4. Welche Regressmöglichkeiten hat der Gesellschafter gegen die Gesellschaft?
b. Welche Regressmöglichkeiten hat der Gesellschafter bei Sozialverbindlichkeiten?
1. Regressmöglichkeiten gegen die Gesellschaft
Der Gesellschafter hat grds. einen Anspruch gegen die Gesellschaft für eine Sozialverbindlichkeit.
Soweit die Sozialverbindlichkeit darauf beruht, dass der Gesellschafter Aufwendungen für die Gesellschaft getätigt hat, kann sich dieser Aufwendungsersatzanspruch entweder aus § 110 HGB analog oder aus § 713 BGB, § 670 BGB analog ergeben.
2. Regressmöglichkeiten gegen Mitgesellschafter
Für Sozialverbindlichkeiten scheidet grds. ein Anspruch gegen die Mitgesellschafter nach § 128 HGB analog i.V.m. § 110 HGB aus, da § 128 HGB keine akzessorische Haftung der Gesellschafter im Innenverhältnis begründet soll. Andernfalls würden die Mitgesellschafter zu einer Erhöhung ihrer Beiträge verpflichtet. Dieses ist allerdings gerade durch § 707 BGB ausgeschlossen.
Ausnahmsweise ist ein Rückgriff auf die Mitgesellschafter doch zulässig, wenn die Sozialverbindlichkeit auf einer Forderungsbegleichung gegenüber einem Gesellschaftsgläubigers beruht zu der der Gesellschafter nach § 128 HGB analog verpflichtet war. In diesem Fall wird keine Nachschusspflicht begründet, sondern der Regress ist auf die private Haftung aller Gesellschafter nach § 128 HGB analog gestützt. Die Anspruchsgrundlage für den Rückgriffsanspruch ist dann §§ 426 Abs. 1, Abs. 2 BGB, § 128 HGB analog, wobei sich der Gesellschafter seinen eigenen Verlustanteil anrechnen lassen muss.

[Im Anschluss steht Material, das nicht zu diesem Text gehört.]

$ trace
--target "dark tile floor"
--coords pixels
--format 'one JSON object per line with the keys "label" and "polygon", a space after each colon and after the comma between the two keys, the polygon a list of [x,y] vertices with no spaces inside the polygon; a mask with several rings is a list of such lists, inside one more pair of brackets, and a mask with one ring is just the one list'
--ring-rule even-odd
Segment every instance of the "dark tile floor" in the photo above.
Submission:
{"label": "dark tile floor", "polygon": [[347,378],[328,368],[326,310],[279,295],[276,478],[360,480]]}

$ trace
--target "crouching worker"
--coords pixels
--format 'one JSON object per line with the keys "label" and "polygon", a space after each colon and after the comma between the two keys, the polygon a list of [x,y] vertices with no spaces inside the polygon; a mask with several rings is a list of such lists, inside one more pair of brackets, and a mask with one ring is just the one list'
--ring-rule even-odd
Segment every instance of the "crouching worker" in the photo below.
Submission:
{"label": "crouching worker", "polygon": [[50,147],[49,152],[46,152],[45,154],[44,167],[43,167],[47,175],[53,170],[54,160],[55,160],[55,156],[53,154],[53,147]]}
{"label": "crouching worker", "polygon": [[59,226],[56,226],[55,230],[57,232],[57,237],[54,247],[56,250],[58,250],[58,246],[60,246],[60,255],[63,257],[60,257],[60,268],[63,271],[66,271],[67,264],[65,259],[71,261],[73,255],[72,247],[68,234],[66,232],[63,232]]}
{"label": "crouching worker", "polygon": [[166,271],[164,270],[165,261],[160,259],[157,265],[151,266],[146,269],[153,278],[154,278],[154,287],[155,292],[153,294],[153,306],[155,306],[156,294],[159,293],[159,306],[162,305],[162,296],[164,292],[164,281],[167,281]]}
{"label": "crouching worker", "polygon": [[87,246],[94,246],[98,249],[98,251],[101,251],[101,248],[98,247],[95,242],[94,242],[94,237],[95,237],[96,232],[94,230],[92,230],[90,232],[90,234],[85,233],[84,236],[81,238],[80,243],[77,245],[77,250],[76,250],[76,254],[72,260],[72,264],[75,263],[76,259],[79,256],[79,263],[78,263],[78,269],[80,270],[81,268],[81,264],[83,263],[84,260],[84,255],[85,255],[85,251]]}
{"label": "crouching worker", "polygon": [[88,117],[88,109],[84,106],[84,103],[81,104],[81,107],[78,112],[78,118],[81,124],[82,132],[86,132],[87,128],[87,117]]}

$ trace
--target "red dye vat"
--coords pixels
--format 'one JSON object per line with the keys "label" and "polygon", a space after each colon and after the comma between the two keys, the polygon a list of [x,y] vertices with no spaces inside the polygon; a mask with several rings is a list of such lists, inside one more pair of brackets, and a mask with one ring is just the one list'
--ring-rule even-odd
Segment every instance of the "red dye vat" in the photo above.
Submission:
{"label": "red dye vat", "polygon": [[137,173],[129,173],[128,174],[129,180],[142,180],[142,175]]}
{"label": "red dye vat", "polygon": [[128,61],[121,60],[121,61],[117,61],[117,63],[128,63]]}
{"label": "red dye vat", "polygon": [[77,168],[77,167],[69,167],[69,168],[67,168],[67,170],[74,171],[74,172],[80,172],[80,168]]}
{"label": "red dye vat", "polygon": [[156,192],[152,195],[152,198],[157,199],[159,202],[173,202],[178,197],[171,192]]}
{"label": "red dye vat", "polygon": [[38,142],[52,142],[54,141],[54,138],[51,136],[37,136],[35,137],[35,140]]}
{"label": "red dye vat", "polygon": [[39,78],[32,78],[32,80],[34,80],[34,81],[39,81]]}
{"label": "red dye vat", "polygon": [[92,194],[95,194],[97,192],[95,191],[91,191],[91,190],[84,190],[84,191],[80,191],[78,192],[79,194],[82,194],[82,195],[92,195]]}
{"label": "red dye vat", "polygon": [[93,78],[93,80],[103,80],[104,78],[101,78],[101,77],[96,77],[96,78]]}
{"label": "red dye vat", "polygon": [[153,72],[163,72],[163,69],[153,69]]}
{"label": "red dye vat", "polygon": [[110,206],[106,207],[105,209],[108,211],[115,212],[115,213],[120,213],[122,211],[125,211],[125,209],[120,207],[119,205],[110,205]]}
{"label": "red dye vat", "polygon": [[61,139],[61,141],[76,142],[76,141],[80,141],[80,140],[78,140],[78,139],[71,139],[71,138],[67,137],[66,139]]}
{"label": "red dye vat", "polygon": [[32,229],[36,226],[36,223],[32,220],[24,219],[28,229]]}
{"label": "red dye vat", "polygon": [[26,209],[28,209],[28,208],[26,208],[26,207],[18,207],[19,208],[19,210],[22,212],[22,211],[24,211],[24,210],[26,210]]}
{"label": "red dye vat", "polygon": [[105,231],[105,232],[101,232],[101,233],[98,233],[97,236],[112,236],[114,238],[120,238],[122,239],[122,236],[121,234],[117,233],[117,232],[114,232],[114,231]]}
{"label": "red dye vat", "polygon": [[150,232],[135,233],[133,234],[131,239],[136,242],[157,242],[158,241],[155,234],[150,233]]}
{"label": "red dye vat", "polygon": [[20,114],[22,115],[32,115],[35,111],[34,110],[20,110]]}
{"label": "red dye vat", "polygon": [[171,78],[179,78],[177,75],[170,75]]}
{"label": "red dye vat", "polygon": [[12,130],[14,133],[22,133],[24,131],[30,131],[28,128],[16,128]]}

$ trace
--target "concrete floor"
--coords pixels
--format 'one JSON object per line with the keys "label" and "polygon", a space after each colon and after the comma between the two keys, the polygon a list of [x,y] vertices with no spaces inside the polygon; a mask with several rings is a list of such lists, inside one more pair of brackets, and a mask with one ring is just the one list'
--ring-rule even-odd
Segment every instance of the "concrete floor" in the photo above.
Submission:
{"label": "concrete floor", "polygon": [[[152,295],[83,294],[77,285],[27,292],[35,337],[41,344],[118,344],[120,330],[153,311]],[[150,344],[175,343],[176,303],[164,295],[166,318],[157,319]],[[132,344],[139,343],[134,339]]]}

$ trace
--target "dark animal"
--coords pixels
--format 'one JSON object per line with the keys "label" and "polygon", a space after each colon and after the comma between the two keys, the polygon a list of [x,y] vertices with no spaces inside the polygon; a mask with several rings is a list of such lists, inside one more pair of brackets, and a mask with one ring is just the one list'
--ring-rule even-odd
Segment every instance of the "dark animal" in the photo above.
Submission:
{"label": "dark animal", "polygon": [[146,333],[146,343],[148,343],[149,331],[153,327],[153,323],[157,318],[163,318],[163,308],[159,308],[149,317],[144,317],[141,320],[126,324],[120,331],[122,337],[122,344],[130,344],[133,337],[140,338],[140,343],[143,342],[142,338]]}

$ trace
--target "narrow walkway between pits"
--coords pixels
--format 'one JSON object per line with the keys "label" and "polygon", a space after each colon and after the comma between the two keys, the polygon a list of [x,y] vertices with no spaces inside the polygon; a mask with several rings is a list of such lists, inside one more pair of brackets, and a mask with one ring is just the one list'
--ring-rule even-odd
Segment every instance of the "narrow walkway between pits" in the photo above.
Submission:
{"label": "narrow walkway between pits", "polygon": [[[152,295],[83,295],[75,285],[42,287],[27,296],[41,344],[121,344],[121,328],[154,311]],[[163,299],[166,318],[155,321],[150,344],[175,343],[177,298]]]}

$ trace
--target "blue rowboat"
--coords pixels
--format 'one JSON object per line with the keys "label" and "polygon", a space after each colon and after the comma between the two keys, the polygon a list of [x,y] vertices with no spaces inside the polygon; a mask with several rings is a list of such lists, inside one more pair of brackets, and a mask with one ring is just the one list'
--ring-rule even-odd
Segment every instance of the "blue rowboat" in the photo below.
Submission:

Allerdings ist dieser Anspruch subsidiär, da Schulden der Gesellschaft grds. primär aus dem Gesellschaftsvermögen beglichen werden sollen.
K und A sind Gesellschafter der M-GbR und zu gleichen Teilen an Gewinn und Verlust der Gesellschaft beteiligt. Die GbR hat bei G Geschäftsräume zu einem monatlichen Mietpreis von 5.000 € angemietet. Nachdem bereits 15.000 € Mietschulden aufgelaufen sind, wendet G sich an K, der die Schulden auch begleicht. Die M-GbR ist selber nicht zahlungsfähig, sodass K sich gegen A wendet und Zahlung von 7.500 € nach §§ 426 Abs. 1, Abs. 2 BGB, § 128 HGB analog verlangen kann.